Whats up with all those retarded ass knee high socks and glow in the dark shoes? lol
I'm not a fan of crossfit. Yes, many people love it. I think it lacks structure. do this as many times as you can for an hour! WOO HOO!!! retarded. That's not how you get results that improve your health. The trainer I worked with back in the fall and I talked about those style of classes and how they just don't work for the program, they work for themselves, day of. a REAL program targets items in logical progressions.
See, that's the misconception your trainer has about crossfit.

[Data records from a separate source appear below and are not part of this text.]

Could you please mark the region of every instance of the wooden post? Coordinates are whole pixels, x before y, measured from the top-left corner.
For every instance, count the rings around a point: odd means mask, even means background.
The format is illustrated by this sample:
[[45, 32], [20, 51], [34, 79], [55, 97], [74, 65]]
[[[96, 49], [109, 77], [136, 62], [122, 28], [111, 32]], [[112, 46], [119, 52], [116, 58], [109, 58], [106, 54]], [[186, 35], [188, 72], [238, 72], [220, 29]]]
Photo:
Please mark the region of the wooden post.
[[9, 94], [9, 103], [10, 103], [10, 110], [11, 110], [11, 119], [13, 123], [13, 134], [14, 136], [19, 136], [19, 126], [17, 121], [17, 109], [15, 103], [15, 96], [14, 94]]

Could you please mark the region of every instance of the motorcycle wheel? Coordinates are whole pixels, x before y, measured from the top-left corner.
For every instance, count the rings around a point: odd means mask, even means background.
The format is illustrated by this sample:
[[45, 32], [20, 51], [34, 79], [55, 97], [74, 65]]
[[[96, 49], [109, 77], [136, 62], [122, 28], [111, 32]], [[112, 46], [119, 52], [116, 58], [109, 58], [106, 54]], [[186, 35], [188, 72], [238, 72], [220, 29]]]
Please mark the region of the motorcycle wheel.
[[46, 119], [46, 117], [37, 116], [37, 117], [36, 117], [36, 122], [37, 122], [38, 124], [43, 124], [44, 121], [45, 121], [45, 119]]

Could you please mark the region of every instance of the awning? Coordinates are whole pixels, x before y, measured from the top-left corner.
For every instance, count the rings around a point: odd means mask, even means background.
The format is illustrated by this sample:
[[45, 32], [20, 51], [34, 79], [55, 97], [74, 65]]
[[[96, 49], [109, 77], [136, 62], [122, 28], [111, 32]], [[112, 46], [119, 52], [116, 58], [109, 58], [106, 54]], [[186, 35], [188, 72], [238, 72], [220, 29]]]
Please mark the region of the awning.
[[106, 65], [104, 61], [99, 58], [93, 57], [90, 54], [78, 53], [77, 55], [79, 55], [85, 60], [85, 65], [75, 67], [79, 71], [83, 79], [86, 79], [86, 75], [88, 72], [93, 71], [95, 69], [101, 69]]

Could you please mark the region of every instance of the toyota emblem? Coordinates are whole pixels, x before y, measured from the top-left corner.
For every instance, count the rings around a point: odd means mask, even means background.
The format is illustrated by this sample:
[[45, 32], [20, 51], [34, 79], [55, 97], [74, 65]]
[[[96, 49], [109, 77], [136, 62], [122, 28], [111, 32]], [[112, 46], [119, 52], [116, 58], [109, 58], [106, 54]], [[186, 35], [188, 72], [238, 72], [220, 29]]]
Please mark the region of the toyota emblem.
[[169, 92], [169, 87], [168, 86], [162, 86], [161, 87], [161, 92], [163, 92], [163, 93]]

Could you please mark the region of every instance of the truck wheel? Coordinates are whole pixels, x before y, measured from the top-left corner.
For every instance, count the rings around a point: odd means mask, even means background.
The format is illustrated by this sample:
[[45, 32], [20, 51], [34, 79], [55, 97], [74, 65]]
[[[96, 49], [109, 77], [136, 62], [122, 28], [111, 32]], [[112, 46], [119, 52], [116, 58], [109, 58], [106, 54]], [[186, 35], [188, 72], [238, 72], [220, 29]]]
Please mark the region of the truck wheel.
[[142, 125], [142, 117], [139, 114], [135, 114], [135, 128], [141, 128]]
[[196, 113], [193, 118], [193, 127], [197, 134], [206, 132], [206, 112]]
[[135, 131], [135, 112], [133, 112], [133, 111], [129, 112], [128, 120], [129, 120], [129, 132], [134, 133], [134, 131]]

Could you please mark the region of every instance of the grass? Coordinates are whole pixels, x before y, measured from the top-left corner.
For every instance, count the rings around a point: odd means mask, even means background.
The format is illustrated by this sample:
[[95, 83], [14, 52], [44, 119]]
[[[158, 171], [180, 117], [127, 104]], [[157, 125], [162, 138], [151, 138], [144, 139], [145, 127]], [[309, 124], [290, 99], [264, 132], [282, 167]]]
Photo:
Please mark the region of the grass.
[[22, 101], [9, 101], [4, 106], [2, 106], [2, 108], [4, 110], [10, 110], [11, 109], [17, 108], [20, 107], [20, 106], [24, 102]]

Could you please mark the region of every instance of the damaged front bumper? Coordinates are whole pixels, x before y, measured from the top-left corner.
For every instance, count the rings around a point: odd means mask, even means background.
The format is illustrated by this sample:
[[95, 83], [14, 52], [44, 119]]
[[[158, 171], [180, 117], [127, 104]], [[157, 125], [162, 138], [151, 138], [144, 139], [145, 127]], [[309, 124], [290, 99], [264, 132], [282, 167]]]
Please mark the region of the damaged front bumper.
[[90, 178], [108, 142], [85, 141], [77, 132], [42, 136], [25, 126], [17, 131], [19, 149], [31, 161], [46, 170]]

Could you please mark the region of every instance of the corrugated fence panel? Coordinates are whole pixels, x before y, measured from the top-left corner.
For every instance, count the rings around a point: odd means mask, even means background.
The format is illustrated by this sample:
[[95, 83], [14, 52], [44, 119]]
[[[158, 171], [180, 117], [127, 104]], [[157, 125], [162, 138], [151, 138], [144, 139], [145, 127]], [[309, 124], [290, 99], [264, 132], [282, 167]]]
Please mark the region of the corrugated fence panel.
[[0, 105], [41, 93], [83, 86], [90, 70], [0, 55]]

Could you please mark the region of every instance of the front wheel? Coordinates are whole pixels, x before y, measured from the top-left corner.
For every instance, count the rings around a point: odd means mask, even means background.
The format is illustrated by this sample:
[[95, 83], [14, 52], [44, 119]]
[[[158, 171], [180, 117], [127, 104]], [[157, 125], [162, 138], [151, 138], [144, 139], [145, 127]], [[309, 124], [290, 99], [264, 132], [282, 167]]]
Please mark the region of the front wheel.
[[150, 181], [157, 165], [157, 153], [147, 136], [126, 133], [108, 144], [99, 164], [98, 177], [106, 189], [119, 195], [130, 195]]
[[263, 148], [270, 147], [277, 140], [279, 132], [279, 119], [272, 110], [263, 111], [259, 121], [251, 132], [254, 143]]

Check out the outlaw site I posted above. He follows the same principles as Louie Simmons, the founder of Westside Barbell and probably the most respected person in the world for weight lifting programs.
Yes, the workout changes every day for Crossfit but it should still follow a logical progression, when done correctly.
I follow Wendler's 5/3/1 for my strength program before I do any WODs. If you just follow the program as prescribed, you'll put 50lbs on your squat and deadlift max in a year and 25lbs on your bench press and shoulder press. That's as logical progression as it gets.
The WODs should be the same way. You use building movements that eventually turn into a very complex, complete movement like a snatch. So one week you may work on medicine ball cleans, the next a sumo deadlift high pull, the next, an overhead squat. When you put all three of those movements together, it becomes a snatch. That's how you program progression in Crossfit. You also program for different energy systems - so whether the workout is going to be a 5 minute sprint type workout or a 20 minute 'chipper' or whether its going to involve heavy weights or light weights.
No workout should last more than 15 minutes on a regular basis. So the misconception of an hour is bunk. Not even the toughest workouts should take an hour - even if they're done once a month.
Again, basically your trainer was spouting off stuff he doesn't know. His bootcamp is essentially crossfit without the Olympic weightlifting. Ooops! Not saying one is better than the other, but personally, I think olympic weightlifting should be the foundation for pretty much all workout routines (there's a reason why its in the olympics, used in every high school and college gym for basically every sport, etc., etc). I've also done MMA/Muay Thai style workouts that didn't include any of the weight elements but I supplemented that on my own.